I looked at Scully. "He never went home. He's staying with friends or his parents until he sells the house and he can afford to move. He sent his mother to pack his clothes and give away hers. There's a fully furnished nursery. The file says there were no other children."
"There's no other address or phone number in his file, Mulder. We'll have to track him down at work. Idiots." She stared at the mobile for a moment and walked back to the car.
I shook off memories of a different house and got behind the wheel.
"Who's next, Scully?"
"William Browne. His wife was the second one killed. He has other kids, so I don't think he's moved."
* * *
Liam Browne seated us in his kitchen and, without asking, put up a pot of coffee and poured a box of cookies into a bowl, which he put on the table before he sat down.

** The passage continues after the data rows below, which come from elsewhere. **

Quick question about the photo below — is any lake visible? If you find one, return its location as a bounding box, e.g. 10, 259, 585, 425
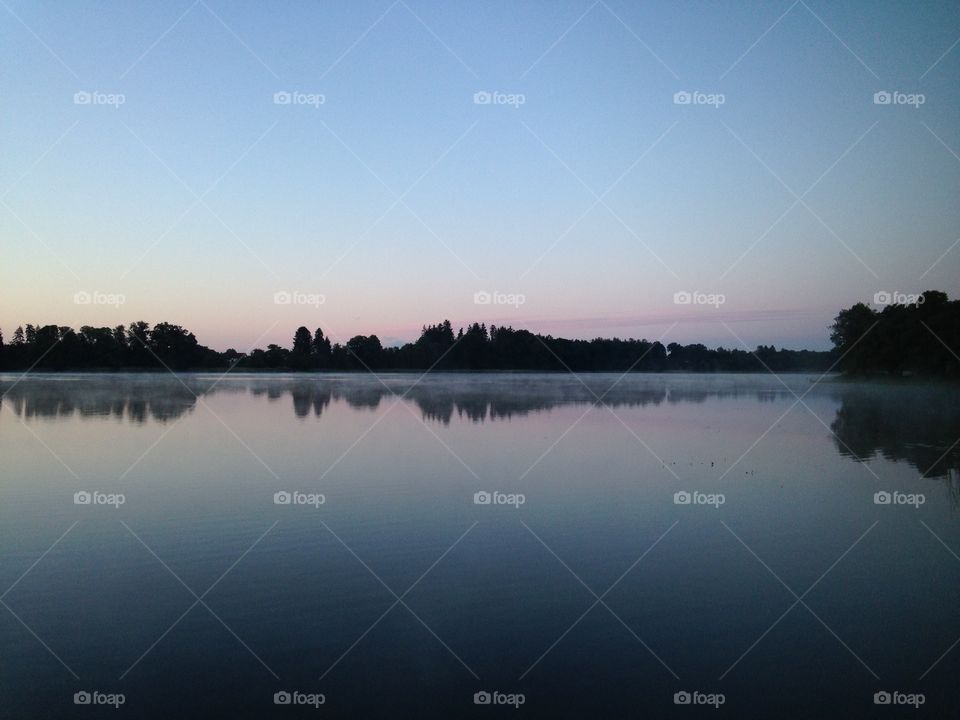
0, 374, 960, 718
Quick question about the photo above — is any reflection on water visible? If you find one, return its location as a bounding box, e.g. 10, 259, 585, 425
0, 373, 960, 719
0, 374, 960, 485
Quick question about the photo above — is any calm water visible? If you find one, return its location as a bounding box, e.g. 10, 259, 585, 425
0, 375, 960, 718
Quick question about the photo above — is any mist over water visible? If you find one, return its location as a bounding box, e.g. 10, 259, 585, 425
0, 374, 960, 717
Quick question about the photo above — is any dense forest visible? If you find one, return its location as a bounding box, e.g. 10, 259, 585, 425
830, 290, 960, 378
0, 320, 831, 372
0, 291, 960, 376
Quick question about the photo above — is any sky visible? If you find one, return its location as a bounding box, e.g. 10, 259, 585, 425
0, 0, 960, 351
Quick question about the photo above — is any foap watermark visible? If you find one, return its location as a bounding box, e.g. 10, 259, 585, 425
873, 490, 927, 510
873, 290, 926, 305
273, 290, 327, 307
873, 690, 927, 708
473, 290, 527, 308
73, 90, 127, 109
73, 290, 127, 308
673, 290, 727, 309
273, 490, 327, 508
273, 690, 327, 709
673, 490, 727, 509
73, 490, 127, 509
873, 90, 927, 109
473, 690, 527, 710
73, 690, 127, 709
473, 490, 527, 510
673, 90, 727, 108
273, 90, 327, 108
473, 90, 527, 108
673, 690, 727, 709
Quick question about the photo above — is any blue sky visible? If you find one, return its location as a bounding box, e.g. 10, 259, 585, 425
0, 0, 960, 350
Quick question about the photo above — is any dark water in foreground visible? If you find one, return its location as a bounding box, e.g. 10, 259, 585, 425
0, 374, 960, 718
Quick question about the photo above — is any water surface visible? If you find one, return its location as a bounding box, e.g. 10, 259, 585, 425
0, 374, 960, 717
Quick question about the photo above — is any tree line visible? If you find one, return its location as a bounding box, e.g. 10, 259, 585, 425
0, 290, 960, 377
0, 320, 832, 372
830, 290, 960, 378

"Why has it taken so long for the FBI to be involved?"
Scully and I looked at each other in confusion and anger.
"Mr. Browne . . . "
"As I said at the door, please call me Liam."
Scully nodded. "Liam, I'm Dana. The Philadelphia office has been involved in this case since shortly after Mrs. Browne died. Are you telling us that no one has either interviewed you or kept you informed?" Her eyes flashed.
"I've heard *nothing* since I identified Kerry's body, and the municipal police won't even answer my phone calls. So much for professional courtesy." He broke the cookie he held in his hand.
I thought back to his file.
"You're a police academy instructor, right?"
"Yeah, in Trenton. What's going on?" Trenton, New Jersey's capital city, was maybe twenty minutes away.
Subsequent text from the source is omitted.